Insieme hanno scritto pagine indimenticabili. Era la stagione del Neapolitan Power, quel movimento unico che mescolava blues, jazz, rock e tradizione partenopea, regalando all’Italia un linguaggio nuovo e internazionale. Nei concerti con Daniele, i suoi assoli non erano semplice accompagnamento: erano il momento in cui il tempo si fermava. Rudi, incisivi, profondi: il contrappunto perfetto alla voce calda e malinconica del cantautore. Brani come “Quanno chiove” restano testimonianze immortali di questa intesa artistica e umana.

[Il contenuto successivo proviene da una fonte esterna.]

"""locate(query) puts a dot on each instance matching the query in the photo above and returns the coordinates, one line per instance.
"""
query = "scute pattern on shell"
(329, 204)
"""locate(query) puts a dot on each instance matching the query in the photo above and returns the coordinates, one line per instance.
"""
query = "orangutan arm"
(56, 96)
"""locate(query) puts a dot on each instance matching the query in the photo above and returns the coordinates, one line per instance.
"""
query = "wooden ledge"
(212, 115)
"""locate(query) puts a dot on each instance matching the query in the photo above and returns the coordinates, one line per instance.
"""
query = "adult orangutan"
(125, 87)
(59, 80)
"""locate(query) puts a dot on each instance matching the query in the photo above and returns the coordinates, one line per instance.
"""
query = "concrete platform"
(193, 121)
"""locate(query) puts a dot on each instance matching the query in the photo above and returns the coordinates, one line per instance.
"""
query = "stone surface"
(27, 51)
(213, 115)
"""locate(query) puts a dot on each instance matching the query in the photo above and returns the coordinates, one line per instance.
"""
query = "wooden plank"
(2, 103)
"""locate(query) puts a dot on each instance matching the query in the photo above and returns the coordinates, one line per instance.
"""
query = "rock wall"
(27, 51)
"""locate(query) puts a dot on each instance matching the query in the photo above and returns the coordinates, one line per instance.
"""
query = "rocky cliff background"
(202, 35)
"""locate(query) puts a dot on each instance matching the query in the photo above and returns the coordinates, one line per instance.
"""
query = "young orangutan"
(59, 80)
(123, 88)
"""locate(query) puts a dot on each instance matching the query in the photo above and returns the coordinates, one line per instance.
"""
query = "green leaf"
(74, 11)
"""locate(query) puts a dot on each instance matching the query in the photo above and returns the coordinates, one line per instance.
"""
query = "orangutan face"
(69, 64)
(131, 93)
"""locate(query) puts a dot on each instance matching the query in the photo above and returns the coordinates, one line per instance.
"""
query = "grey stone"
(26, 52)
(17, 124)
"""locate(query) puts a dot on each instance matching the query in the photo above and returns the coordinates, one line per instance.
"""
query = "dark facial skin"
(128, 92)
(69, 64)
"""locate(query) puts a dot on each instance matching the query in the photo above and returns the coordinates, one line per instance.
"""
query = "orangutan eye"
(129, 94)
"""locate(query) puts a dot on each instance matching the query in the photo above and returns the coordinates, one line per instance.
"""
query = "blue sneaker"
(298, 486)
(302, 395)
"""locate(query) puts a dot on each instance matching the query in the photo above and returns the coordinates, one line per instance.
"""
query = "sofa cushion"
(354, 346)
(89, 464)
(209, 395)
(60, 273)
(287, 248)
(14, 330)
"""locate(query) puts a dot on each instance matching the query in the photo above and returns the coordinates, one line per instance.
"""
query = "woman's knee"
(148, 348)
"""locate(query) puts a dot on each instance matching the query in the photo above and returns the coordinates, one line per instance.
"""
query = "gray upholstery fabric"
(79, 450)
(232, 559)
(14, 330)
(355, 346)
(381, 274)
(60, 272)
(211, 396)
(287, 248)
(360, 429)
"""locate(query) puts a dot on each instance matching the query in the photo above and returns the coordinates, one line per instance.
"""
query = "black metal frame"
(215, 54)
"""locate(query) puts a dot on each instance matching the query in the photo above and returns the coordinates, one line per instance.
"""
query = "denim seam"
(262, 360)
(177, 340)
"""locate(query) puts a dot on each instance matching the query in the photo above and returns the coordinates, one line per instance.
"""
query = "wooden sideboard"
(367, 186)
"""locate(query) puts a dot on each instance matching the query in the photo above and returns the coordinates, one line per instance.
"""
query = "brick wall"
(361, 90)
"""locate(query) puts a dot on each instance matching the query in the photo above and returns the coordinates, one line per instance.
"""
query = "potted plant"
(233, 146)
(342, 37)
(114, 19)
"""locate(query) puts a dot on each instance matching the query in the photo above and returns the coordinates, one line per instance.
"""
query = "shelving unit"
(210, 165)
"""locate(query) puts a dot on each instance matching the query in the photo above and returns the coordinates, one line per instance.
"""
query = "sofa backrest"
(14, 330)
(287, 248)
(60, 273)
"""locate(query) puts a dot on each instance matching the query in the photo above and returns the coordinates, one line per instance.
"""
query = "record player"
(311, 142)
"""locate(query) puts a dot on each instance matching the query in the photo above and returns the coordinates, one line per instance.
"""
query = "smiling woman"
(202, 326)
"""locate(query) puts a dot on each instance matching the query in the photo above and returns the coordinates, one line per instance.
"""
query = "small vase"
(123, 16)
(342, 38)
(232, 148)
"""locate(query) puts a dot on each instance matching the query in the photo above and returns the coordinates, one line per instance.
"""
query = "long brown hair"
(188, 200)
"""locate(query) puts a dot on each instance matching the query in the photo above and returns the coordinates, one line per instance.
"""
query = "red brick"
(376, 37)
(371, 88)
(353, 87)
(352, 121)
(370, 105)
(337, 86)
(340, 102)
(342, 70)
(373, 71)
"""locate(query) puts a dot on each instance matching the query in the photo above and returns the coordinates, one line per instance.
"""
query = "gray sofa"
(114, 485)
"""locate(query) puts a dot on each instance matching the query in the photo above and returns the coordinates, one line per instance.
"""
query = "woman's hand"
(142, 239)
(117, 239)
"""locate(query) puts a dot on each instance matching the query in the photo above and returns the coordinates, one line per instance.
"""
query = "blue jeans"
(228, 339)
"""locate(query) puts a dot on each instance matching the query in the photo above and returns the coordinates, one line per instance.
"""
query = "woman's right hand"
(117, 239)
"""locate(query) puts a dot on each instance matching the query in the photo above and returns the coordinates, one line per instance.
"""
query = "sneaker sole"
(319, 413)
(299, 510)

Napoli Centrale e l’identità ribelle
Con Napoli Centrale, fondati nel 1975 insieme a Franco Del Prete, Senese trasformò la rabbia e le contraddizioni della città in musica militante e appassionata. La sua era una voce politica e poetica insieme, capace di raccontare la dignità del popolo e le ferite di un Sud che non voleva arrendersi. Album come Nero a metà di Daniele o le produzioni di Napoli Centrale restano pietre miliari della musica italiana.
Lo showman del sax
Non era solo tecnica: Senese aveva presenza scenica, carisma, quell’energia capace di catturare platee intere. Non a caso il pubblico lo aveva ribattezzato ‘o showman. La sua figura, alta e imponente, il sax sempre stretto al corpo come fosse un’estensione naturale, resterà per sempre impressa nell’immaginario collettivo.
L’uomo dietro il mito
Nonostante i successi internazionali e le collaborazioni con giganti come Gil Evans, James non ha mai smesso di rivendicare la sua appartenenza a Napoli. Nei suoi racconti riaffioravano sempre i vicoli della sua infanzia, le radici popolari, quel senso di appartenenza che non lo ha mai abbandonato. La sua storia era anche una ferita: un padre mai conosciuto, un’identità costruita giorno dopo giorno tra musica e resilienza.
L’eredità
James Senese non lascia solo dischi e concerti leggendari. Lascia un modo di intendere la musica come atto d’amore e di resistenza, come linguaggio che unisce mondi lontani. Un’eredità che continuerà a vibrare in ogni nota di sax che echeggerà nei vicoli di Napoli e nei cuori di chi ha avuto la fortuna di ascoltarlo dal vivo.
Oggi Napoli piange, ma anche ringrazia: per ogni assolo che ha trasformato in poesia, per ogni verità detta senza paura, per quella musica che resterà per sempre più forte del silenzio.